Is it defiance? Denial? Is it that he’s right and you're wrong, which is your problem? Is he faking a certain steely good cheer to show his foes from Washington to Baghdad that the American president is neither beaten nor bowed? Fair enough: Presidents can't sit around and moan. But it doesn't look like an act. People would feel better to know his lack of success sometimes gets to him. It gets to them.

You know, that’s true. This president has had more calamities, of greater consequence, than any president should be allowed. And yet, he brags about how well he sleeps, he takes more vacation time than any president in history, and he’s constantly smirking, as if he hasn't a care in the world.

The president has the weight of the world on his shoulders. How about showing some signs of stress?

Saturday, July 14, 2007

AlterNet: Blogs: Video: Will Ferrell as George W. Bush on 'Global Warmings'

AlterNet: Blogs: Video: "Will Ferrell as George W. Bush on 'Global Warmings' [VIDEO]
Posted by Adam Howard on July 14, 2007 at 2:35 AM."

This is another great satire on the President and his new focus on "global warmings." It's hilarious.
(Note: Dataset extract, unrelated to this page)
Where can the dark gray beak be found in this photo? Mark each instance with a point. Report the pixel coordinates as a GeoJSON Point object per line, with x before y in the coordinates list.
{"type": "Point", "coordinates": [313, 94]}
Take a minute to watch

Nick Anderson: Feel Good, Inc.

Nick Anderson: Feel Good, Inc.

Houston Chronicle's Editorial Cartoonist Nick Anderson has come out with a great animation on the "feel good" presidency.

Tuesday, July 03, 2007

TPM: The REAL Reason?

Talking Points Memo: by Joshua Micah Marshall July 2, 2007 09:35 PM:
"TPM Reader PT notes what many others have also flagged ...

I havent seen this noted but i think the reason for the commutation is that a pardon would mean that Libby was no longer exposed to criminal sanctions and thus had no Fifth Amendment privilege. As it stands he has a fine and probation at stake during the pendency of the appeal which inulates him ( and Bush and Cheney) from havaing to answer questions before Congress."
Makes sense. Now he is still insulated from testifying to Congress. Congress REALLY needs to act upon this. They need to find out the REAL reasons we invaded Iraq.

Monday, July 02, 2007

Another one for the list!

Shrub did it again!  Today, he commuted Scooter Libby's prison sentence.  In his commutation statement, Bush says the sentence was "excessive."

Interesting action for someone who holds the all-time record for executions held as governor.  The next question is "What's he hiding?"  I bet you know without being told!  But the answer is something to do with Ass-ets.

Just think, in just over a week, the Bush administration has exempted the Vice-President from being a part of the Executive branch of government, and exempting members of the executive branch from responding to subponeas.  How many laws have they broken in just one week?